Die Lohnschere gibt es doch
Bei den Lohneinkommen macht Economiesuisse nur einen leichten Anstieg der Ungleichheit aus. Der Wirtschaftsverband stützt sich dabei hauptsächlich auf einen internationalen Vergleich sowie auf eine Zeitreihe des Gini-Koeffizienten (siehe Box) seit 1950 (siehe Bildstrecke links). Die Antwort der sozialpolitischen Gegenspieler folgte auf dem Fuss: Unter dem Titel «Im Dienste des reichsten Prozents» veröffentlichte der Schweizerische Gewerkschaftsbund gestern eine Gegendarstellung zur Economiesuisse-Studie.
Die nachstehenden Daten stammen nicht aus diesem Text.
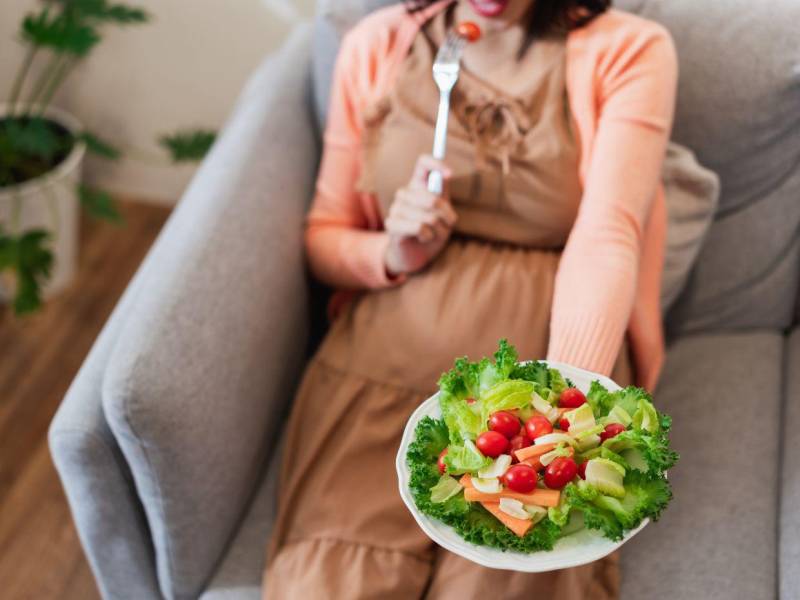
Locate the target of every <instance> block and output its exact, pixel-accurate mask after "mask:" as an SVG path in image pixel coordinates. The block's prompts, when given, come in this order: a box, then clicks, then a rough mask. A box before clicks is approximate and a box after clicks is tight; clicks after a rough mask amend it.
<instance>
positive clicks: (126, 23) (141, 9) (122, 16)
mask: <svg viewBox="0 0 800 600" xmlns="http://www.w3.org/2000/svg"><path fill="white" fill-rule="evenodd" d="M104 17H105V19H106V20H107V21H113V22H114V23H117V24H119V25H133V24H139V23H147V22H148V21H149V20H150V15H149V14H148V13H147V12H146V11H144V10H142V9H140V8H133V7H130V6H124V5H122V4H115V5H113V6H109V7H108V9H107V10H106V12H105V15H104Z"/></svg>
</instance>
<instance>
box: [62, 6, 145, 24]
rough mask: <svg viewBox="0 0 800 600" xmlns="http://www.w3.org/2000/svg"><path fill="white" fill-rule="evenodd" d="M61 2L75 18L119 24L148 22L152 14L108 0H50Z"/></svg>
mask: <svg viewBox="0 0 800 600" xmlns="http://www.w3.org/2000/svg"><path fill="white" fill-rule="evenodd" d="M50 1H53V2H56V3H58V4H60V5H61V6H62V7H63V9H64V11H65V12H67V13H68V14H70V16H72V17H73V18H91V19H94V20H96V21H98V22H100V21H105V22H109V23H116V24H118V25H128V24H137V23H146V22H147V21H148V20H149V19H150V15H149V14H148V13H147V12H146V11H144V10H142V9H141V8H136V7H133V6H127V5H124V4H109V3H108V2H107V1H106V0H50Z"/></svg>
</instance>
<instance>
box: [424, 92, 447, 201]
mask: <svg viewBox="0 0 800 600" xmlns="http://www.w3.org/2000/svg"><path fill="white" fill-rule="evenodd" d="M449 115H450V92H449V91H447V92H445V91H442V92H440V93H439V111H438V112H437V114H436V129H435V130H434V132H433V158H435V159H437V160H442V159H443V158H444V153H445V150H446V148H447V118H448V116H449ZM443 189H444V180H443V179H442V174H441V172H439V171H431V172H430V173H429V174H428V191H429V192H432V193H434V194H441V193H442V190H443Z"/></svg>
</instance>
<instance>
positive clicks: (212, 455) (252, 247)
mask: <svg viewBox="0 0 800 600" xmlns="http://www.w3.org/2000/svg"><path fill="white" fill-rule="evenodd" d="M310 52H311V28H310V26H302V27H298V28H297V29H296V30H295V31H294V32H293V35H292V36H291V37H290V39H289V41H287V43H286V45H284V47H283V48H282V49H281V51H280V52H279V53H277V54H276V55H274V56H272V57H271V58H270V59H269V60H268V61H266V62H265V63H264V64H263V66H262V67H260V69H259V70H258V71H257V72H256V74H255V75H254V76H253V78H251V80H250V83H249V85H248V86H247V87H246V88H245V90H244V92H243V93H242V95H241V100H240V102H239V103H238V105H237V108H236V110H235V111H234V113H233V116H232V117H231V119H230V120H229V122H228V123H227V125H226V127H225V130H224V131H223V132H222V134H221V136H220V138H219V140H218V141H217V143H216V144H215V145H214V148H213V149H212V151H211V153H210V154H209V157H208V158H207V159H206V160H205V161H204V163H203V166H202V167H201V169H200V171H199V172H198V174H197V176H196V177H195V179H194V181H193V182H192V185H191V186H190V188H189V189H188V191H187V193H186V195H185V196H184V198H183V199H182V200H181V203H180V204H179V206H178V207H177V208H176V209H175V212H173V214H172V216H171V217H170V220H169V222H168V223H167V225H166V226H165V228H164V230H163V231H162V233H161V236H160V237H159V238H158V240H157V241H156V243H155V245H154V246H153V248H152V249H151V253H150V255H149V257H148V261H150V262H152V261H158V264H159V268H158V269H157V270H154V271H152V272H150V273H148V277H147V280H146V281H147V286H146V293H144V291H142V292H141V293H139V295H138V296H137V300H136V303H135V305H134V307H133V309H132V310H131V311H130V312H129V314H128V315H127V316H126V319H125V323H124V326H123V328H122V330H121V331H120V334H119V338H118V339H117V341H116V343H115V345H114V348H113V350H112V351H111V357H110V359H109V364H108V367H107V369H106V371H105V374H104V378H103V398H102V402H103V411H104V414H105V417H106V420H107V421H108V425H109V427H110V428H111V431H112V432H113V434H114V437H115V438H116V440H117V443H118V444H119V447H120V449H121V450H122V453H123V455H124V457H125V460H126V462H127V463H128V465H129V467H130V470H131V475H132V476H133V480H134V483H135V486H136V492H137V494H138V497H139V499H140V501H141V503H142V506H143V508H144V513H145V516H146V519H147V525H148V527H149V531H150V534H151V538H152V539H151V543H152V549H153V551H154V554H155V557H154V559H155V566H156V570H157V575H158V584H159V587H160V590H161V593H162V595H163V596H164V597H165V598H166V599H167V600H173V599H175V600H184V599H187V598H196V597H197V595H198V594H199V592H200V591H201V590H202V589H203V587H204V585H205V583H206V582H207V581H208V578H209V576H210V574H211V573H212V572H213V570H214V568H215V566H216V565H217V564H218V561H219V559H220V558H221V556H222V555H223V552H224V550H225V546H226V545H227V543H228V541H229V540H230V538H231V536H232V535H233V533H234V532H235V530H236V525H237V524H238V523H239V521H240V519H241V516H242V514H243V512H244V509H245V508H246V505H247V503H248V501H249V500H250V498H251V497H252V494H253V493H254V491H255V489H256V486H257V484H258V475H259V473H260V472H261V470H262V466H263V463H264V461H265V459H266V456H268V455H269V452H270V450H271V445H272V441H273V437H274V436H275V432H276V431H277V430H278V428H279V427H280V426H281V425H282V424H283V422H284V415H283V410H282V409H283V407H284V406H285V405H286V404H287V403H288V402H289V401H290V399H291V398H292V396H293V393H294V388H295V386H296V384H297V377H298V376H299V374H300V372H301V368H302V362H303V354H304V350H305V340H306V339H307V338H306V336H307V333H308V322H307V303H306V280H305V277H304V271H303V261H302V252H301V251H300V249H301V247H302V223H303V215H304V212H305V206H306V202H307V200H308V198H309V197H310V195H311V191H312V188H313V177H312V175H313V173H312V168H313V164H314V162H315V160H316V158H317V156H318V153H319V149H318V146H317V143H316V139H315V136H314V131H313V127H312V124H311V123H310V121H309V119H310V110H309V109H310ZM276 149H279V150H280V151H279V152H276Z"/></svg>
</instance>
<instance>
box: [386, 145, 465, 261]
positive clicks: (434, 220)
mask: <svg viewBox="0 0 800 600" xmlns="http://www.w3.org/2000/svg"><path fill="white" fill-rule="evenodd" d="M431 171H439V172H440V173H441V174H442V179H443V181H444V185H443V189H442V194H441V195H436V194H434V193H433V192H429V191H428V175H429V174H430V172H431ZM449 179H450V169H449V168H448V167H447V165H445V164H444V163H443V162H442V161H439V160H436V159H435V158H433V157H432V156H430V155H422V156H420V157H419V158H418V159H417V164H416V166H415V167H414V174H413V175H412V176H411V181H409V182H408V184H407V185H406V186H405V187H402V188H400V189H399V190H397V193H396V194H395V197H394V202H392V205H391V207H390V208H389V214H388V215H387V217H386V222H385V223H384V226H385V228H386V231H387V232H388V234H389V247H388V248H387V250H386V256H385V259H384V260H385V263H386V270H387V272H388V273H389V274H390V275H401V274H408V273H414V272H416V271H419V270H420V269H422V268H423V267H424V266H425V265H427V264H428V263H429V262H431V260H433V259H434V258H435V257H436V255H437V254H439V252H441V251H442V248H444V245H445V244H446V243H447V240H448V239H449V238H450V233H451V231H452V229H453V225H454V224H455V222H456V218H457V216H456V212H455V211H454V210H453V207H452V205H451V204H450V198H449V195H448V191H447V190H448V182H449Z"/></svg>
Laut Ökonom Daniel Lampart kann von leichtem Auseinanderdriften keine Rede sein. Die Lohnschere öffne sich «immer extremer»: Während der Medianlohn zwischen 1998 und 2008 teuerungsbereinigt um 3,1 Prozent anstieg, legten die «hohen Löhne» (gemeint sind die Löhne an der Grenze zu den einkommensstärksten zehn Prozent) in dieser Zeit um 10,3 Prozent zu. «Tiefe Löhne» (gemeint sind diejenigen an der Grenze zum einkommensschwächsten Viertel) verzeichneten derweil nur einen Zuwachs von 2 Prozent (siehe Grafik in der Bildstrecke). Im obersten Lohnprozent wuchs das Einkommen derweil um über 20 Prozent und übertraf somit den Produktivitätszuwachs in dieser Zeit deutlich.
Vorsicht bei Statistiken
Der SGB-Verteilungsbericht bietet Anlass zu weiteren Relativierungen – wir haben dazu in der obigen Bildstrecke einige Grafiken angefügt. Aus der Gegenüberstellung der Berichte mag ein jeder selbst seine Schlüsse ziehen. Eine Erkenntnis bleibt aber gewiss: Trauen Sie keiner Statistik – schon gar nicht, wenn sie von einem der Interessenverbände stammt.